Ultrasonographic classification for evaluating malignant risk of cervical lymphadenopathy
10.13929/j.issn.1003-3289.2020.04.011
- VernacularTitle: 超声分级诊断评估颈部肿大淋巴结恶性风险
- Author:
Xiaorong WANG
1
Author Information
1. Department of Ultrasound, the First Affiliated Hospital of Xinjiang Medical University
- Publication Type:Journal Article
- Keywords:
Lymph nodes;
Malignant risk;
Neck;
Ultrasonography
- From:
Chinese Journal of Medical Imaging Technology
2020;36(4):524-528
- CountryChina
- Language:Chinese
-
Abstract:
Objective: To establish ultrasonographic (US) classification criterion for evaluating malignant risk of cervical enlarged lymph nodes (LN). Methods: Four US indexes of 882 cervical enlarged LN were retrospectively studied, including echogenicity of hilum, intranodal echogenicity, intranodal vascular pattern and the ratio of long axis to short axis (L/S),and each LN was given scores. US classification criterion was proposed according to the differences of the percentage of malignant LN in each score group. Results: The score range of US criterion was from 0 to 7. The percentage of malignant LN increased with the scores increasing (P<0.05), so did OR values of malignant risk.
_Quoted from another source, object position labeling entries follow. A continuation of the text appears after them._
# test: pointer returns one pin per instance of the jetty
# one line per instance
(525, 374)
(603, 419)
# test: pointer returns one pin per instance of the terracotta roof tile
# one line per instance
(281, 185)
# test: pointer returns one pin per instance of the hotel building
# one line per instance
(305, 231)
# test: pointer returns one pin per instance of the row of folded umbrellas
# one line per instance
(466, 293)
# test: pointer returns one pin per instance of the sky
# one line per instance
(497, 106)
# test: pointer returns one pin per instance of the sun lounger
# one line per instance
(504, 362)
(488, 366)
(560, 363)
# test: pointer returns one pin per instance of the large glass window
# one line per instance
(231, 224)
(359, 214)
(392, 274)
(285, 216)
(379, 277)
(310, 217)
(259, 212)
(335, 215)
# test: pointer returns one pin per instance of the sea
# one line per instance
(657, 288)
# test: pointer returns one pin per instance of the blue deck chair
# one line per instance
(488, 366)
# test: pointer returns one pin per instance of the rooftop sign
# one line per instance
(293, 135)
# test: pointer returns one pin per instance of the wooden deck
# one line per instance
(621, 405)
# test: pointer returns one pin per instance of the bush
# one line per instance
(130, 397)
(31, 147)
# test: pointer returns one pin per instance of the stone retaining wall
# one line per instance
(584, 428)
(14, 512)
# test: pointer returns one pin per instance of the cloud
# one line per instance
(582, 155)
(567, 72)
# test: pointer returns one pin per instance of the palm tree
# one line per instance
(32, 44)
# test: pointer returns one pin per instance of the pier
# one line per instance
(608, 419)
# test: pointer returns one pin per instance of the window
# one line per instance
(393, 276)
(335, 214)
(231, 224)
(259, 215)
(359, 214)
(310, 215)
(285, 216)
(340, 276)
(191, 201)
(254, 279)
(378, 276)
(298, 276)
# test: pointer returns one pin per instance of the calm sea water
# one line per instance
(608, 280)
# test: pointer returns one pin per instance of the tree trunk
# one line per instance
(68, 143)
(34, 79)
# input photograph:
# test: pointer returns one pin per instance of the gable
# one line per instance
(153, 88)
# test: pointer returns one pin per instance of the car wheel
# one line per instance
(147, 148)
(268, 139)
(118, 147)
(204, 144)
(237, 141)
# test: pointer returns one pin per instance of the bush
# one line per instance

US classification diagnostic criterion for cervical enlarged LN was as follows: grade 1 (0 score), very low malignant risk, malignant percentage was less than 3.70%; grade 2 (1-2 score), low malignant risk, malignant percentage was (14.91±4.63)%; grade 3 (3-4 score ), moderate malignant risk, malignant percentage was (43.89±0.64)%; grade 4 (5-7 score), high malignant risk, malignant percentage was (77.84±9.15)%. Taken "grade 4" as the cut-off value for differentiating benign and malignant LN, the sensitivity was 78.97%, specificity was 72.51%, Youden's index was 0.515,accuracy was 76.08%, and the AUC was 0.791. Conclusion: US classification based on US score criterion can differentiate benign and malignant LN and evaluate the malignant risk of cervical enlarged LN.